On one occasion during the Silverstone race a ‘low battery voltage’ dash board alarm had been noticed by one driver warning but once cancelled didn’t appear again. After the race Jon started to investigate what could have caused this and eventually found that a connector between a switch panel on the dash board and the main loom had been overheating and looked as if it could fail imminently. This has now been sent to the loom manufacturer to have a higherrated connector fitted.
Changing focus for the season
Preparations are now in full swing for the next confirmed outing at the Nürburgring over the weekend of 26-29 May. Those following the Saxon team will know that the intention was to run Italian driver Luca Demarci in the hybrid LPG/diesel car in GT Cup races this year but due to unforeseen budget issues, Luca has had to withdraw from the series at present. This means that the team’s focus is on the Creventic Series of endurance races for road-based cars such as the BMW 1 Series – the Hankook sponsored Touring Car Endurance Series – under the same regulations as the Silverstone race.

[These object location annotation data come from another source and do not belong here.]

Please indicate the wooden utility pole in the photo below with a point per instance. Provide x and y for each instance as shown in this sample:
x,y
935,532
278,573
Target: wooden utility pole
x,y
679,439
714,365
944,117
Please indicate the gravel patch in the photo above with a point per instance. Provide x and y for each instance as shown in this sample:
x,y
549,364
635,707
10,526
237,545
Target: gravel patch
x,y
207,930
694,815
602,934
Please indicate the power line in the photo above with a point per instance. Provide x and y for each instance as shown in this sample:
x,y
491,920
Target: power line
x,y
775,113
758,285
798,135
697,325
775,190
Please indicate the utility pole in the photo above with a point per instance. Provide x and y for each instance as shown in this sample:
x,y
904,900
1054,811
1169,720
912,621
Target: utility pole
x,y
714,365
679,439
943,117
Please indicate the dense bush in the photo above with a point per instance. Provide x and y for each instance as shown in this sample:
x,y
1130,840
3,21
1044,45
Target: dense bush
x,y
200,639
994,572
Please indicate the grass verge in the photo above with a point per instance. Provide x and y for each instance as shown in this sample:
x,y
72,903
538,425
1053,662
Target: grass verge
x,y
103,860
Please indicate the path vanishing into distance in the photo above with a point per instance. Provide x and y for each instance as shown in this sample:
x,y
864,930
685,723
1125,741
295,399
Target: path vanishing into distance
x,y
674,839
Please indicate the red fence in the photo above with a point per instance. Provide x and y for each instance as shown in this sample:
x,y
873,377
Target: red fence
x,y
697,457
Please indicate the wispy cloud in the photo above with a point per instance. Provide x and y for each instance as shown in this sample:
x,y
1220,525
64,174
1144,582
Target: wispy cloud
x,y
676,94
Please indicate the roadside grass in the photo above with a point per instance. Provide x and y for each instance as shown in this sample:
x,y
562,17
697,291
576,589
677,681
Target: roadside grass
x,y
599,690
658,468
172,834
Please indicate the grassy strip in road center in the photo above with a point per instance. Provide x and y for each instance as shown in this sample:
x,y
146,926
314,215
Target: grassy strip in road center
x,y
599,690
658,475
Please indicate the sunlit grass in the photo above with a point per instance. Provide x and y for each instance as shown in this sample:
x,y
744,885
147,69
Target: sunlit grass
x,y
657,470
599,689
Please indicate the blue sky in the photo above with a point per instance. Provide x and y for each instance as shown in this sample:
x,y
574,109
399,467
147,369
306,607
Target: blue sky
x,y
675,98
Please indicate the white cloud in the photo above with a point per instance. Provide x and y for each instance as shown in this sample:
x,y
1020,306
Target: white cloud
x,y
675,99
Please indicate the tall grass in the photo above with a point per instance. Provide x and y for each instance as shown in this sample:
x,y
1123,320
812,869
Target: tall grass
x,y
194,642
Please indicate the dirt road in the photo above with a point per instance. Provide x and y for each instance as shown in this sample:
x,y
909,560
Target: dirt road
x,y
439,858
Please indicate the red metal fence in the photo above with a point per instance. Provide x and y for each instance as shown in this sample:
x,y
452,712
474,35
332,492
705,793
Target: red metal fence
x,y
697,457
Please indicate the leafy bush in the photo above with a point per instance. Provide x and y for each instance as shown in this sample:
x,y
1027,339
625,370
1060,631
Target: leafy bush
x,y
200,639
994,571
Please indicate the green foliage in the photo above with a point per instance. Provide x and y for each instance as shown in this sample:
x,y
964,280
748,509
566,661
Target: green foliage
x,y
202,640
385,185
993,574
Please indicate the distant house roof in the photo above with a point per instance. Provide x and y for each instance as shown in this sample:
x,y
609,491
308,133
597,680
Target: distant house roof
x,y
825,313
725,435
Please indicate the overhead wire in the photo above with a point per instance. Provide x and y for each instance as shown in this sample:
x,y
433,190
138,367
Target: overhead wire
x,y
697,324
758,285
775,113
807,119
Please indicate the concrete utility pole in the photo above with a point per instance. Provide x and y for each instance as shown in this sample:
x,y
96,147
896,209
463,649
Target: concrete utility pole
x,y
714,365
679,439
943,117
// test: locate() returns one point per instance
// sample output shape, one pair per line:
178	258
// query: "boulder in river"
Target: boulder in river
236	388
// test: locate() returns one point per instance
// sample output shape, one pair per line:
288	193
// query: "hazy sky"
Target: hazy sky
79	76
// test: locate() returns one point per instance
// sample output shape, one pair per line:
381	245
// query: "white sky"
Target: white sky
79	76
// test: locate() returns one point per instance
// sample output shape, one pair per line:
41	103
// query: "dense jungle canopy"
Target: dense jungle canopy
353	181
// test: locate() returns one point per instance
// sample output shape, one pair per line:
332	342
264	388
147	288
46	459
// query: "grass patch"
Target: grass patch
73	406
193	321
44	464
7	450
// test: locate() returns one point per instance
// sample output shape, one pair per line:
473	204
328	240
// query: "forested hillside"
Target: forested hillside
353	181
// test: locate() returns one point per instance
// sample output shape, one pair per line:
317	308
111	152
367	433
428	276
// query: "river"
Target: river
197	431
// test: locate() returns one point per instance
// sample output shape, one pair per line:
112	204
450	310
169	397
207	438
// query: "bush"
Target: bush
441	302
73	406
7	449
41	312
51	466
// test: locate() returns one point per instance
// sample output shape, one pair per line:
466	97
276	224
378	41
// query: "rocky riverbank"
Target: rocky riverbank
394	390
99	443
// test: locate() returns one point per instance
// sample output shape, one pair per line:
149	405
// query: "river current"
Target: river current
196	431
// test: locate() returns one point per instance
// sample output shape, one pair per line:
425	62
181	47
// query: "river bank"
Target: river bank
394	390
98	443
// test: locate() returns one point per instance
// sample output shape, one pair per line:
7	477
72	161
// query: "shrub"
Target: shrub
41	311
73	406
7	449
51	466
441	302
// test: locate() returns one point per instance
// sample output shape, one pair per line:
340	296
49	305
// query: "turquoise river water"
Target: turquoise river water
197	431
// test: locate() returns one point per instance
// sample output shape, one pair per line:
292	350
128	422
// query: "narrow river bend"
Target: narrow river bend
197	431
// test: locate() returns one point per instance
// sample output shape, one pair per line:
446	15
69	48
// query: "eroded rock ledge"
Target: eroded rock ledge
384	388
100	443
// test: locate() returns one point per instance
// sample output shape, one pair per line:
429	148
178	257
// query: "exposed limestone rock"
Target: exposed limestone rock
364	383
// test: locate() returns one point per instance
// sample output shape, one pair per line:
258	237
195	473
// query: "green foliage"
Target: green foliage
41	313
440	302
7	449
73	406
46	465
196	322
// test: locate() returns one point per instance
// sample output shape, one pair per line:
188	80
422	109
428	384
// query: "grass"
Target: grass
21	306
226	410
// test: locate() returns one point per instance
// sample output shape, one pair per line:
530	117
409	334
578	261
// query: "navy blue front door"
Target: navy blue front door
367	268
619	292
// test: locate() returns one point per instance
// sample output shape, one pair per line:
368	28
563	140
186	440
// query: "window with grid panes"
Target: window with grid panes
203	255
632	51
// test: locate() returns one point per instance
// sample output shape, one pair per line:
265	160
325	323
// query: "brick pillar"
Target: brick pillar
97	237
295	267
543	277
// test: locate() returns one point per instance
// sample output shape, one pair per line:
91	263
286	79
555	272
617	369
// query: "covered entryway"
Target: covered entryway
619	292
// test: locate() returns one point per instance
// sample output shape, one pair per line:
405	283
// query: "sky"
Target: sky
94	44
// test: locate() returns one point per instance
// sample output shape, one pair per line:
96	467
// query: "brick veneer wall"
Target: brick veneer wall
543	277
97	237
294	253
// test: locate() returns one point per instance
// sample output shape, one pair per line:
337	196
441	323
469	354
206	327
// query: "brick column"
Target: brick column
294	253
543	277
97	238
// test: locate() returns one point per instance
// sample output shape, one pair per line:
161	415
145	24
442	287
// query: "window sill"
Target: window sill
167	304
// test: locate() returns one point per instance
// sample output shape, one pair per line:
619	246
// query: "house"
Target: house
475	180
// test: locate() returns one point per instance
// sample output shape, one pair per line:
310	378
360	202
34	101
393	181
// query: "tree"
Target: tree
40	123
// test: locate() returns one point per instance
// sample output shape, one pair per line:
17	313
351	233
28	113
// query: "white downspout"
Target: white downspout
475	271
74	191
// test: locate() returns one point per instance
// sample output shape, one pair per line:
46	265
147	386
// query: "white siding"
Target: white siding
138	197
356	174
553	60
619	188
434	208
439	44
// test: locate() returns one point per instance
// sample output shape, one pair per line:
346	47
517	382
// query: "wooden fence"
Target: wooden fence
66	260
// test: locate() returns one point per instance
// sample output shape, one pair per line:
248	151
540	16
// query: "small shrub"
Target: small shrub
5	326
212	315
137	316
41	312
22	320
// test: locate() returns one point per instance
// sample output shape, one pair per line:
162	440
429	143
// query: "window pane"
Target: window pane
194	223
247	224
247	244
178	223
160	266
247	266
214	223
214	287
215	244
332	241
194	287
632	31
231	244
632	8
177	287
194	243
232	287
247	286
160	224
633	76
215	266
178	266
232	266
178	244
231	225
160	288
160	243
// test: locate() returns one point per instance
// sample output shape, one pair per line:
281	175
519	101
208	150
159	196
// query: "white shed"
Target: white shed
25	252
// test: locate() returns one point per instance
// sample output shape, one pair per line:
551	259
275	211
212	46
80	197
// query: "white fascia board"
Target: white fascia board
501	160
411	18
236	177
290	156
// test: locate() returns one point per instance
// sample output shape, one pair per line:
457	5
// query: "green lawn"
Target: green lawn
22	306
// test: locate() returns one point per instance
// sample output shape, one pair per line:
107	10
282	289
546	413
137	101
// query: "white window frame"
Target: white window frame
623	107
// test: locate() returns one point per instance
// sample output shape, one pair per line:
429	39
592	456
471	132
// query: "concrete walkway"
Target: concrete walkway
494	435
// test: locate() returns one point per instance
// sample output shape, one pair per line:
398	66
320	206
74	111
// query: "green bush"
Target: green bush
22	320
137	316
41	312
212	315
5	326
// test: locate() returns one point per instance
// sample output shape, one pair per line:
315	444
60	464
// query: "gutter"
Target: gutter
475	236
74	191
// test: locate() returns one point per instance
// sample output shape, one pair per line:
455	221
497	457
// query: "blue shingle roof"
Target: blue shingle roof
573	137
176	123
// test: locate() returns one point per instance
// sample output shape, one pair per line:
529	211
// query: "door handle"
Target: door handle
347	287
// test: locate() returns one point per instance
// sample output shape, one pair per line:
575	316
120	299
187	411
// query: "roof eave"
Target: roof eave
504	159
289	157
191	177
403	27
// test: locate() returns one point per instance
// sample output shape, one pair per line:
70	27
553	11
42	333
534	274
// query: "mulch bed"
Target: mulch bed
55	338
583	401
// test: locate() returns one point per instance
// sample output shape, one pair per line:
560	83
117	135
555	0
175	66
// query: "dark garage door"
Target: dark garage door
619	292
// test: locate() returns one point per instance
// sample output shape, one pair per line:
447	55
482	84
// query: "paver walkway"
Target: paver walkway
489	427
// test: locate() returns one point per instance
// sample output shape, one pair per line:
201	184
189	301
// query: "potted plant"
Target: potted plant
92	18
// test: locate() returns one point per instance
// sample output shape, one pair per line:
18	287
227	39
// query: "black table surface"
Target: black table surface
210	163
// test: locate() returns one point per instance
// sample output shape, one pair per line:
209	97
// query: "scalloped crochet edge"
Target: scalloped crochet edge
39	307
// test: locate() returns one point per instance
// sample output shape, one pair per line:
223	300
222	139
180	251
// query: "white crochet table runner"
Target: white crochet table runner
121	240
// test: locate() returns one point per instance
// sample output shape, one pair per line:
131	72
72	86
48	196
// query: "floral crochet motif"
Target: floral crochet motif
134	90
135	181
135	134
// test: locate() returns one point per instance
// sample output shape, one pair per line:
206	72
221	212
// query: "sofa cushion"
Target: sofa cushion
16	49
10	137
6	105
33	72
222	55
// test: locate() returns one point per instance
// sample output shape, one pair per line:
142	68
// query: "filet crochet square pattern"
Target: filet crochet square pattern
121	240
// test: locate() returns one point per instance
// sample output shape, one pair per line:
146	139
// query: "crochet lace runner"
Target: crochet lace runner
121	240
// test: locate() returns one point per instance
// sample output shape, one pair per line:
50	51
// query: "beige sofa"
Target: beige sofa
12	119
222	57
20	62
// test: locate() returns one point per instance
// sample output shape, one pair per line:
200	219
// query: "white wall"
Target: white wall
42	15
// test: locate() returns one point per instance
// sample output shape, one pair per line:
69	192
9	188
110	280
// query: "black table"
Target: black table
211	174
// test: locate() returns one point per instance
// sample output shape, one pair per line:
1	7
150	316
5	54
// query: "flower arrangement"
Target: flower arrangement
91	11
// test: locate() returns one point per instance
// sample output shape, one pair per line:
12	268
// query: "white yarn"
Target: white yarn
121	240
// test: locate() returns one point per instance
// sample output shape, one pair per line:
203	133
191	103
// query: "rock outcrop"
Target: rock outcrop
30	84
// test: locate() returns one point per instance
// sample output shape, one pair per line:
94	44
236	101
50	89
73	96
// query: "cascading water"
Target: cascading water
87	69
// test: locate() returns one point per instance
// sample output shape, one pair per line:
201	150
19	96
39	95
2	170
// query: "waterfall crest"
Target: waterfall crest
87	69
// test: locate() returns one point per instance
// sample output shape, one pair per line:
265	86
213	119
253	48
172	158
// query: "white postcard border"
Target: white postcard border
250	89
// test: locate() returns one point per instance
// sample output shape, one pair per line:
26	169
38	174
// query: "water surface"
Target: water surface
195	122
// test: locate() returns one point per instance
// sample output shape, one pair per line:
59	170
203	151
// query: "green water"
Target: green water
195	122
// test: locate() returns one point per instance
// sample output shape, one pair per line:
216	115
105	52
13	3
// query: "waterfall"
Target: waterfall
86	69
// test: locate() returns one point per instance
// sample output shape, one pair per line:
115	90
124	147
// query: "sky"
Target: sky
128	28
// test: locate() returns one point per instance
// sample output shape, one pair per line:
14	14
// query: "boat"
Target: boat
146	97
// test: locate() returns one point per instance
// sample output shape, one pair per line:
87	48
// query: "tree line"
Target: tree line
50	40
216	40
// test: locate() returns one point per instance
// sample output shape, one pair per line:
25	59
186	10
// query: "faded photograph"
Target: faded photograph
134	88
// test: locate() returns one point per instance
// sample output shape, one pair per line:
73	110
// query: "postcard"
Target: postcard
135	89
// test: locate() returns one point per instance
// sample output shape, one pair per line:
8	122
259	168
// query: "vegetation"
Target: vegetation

In addition to these races at Slovakia-ring in June and Meppen, northern Germany, Barcelona and Paul Ricard later in the year, Nick is planning to visit the VLN Series at the famous Nürburgring. “Our V10 petrol-engined car is being prepared for a couple of trips to Germany,” he says. “Having raced many times at the ‘Ring in sprint and endurance races, I know that this car will be a formidable tool on that track and can’t wait to give it a try.” Like the diesel endurance car, the V10 will be liveried in Cotswold BMW colours in recognition of its sponsorship and support. The VLN Series consists of ten rounds of four- to six-hour races throughout the year and the team is well acquainted with the track, having run there with many class wins since 2012.
Nick previously ran this car in Britcar last year, proving its competitiveness and now he wants to prove its durability. The team hope to combine these races with qualifying races for two new drivers who raced with the team at the final Britcar race at Donington last season; Martin Gibson and Ellis Hadley acquitted themselves well in the team’s Cotswold BMW-sponsored 3.0-litre diesel in only their first competitive outing in the car and have embarked on the road to qualifying for the #2017 #Nurburgring 24-Hour race. This will involve a series of sprint races in a 2.0-litre car before they can enter the endurance race. “We are happy to fit a 2.0-litre engine to one of our cars to enable them to qualify with us,” said Jon. “We know the car will be competitive there and they’ve proved to be good drivers and team members so we wish them well trying to qualify.”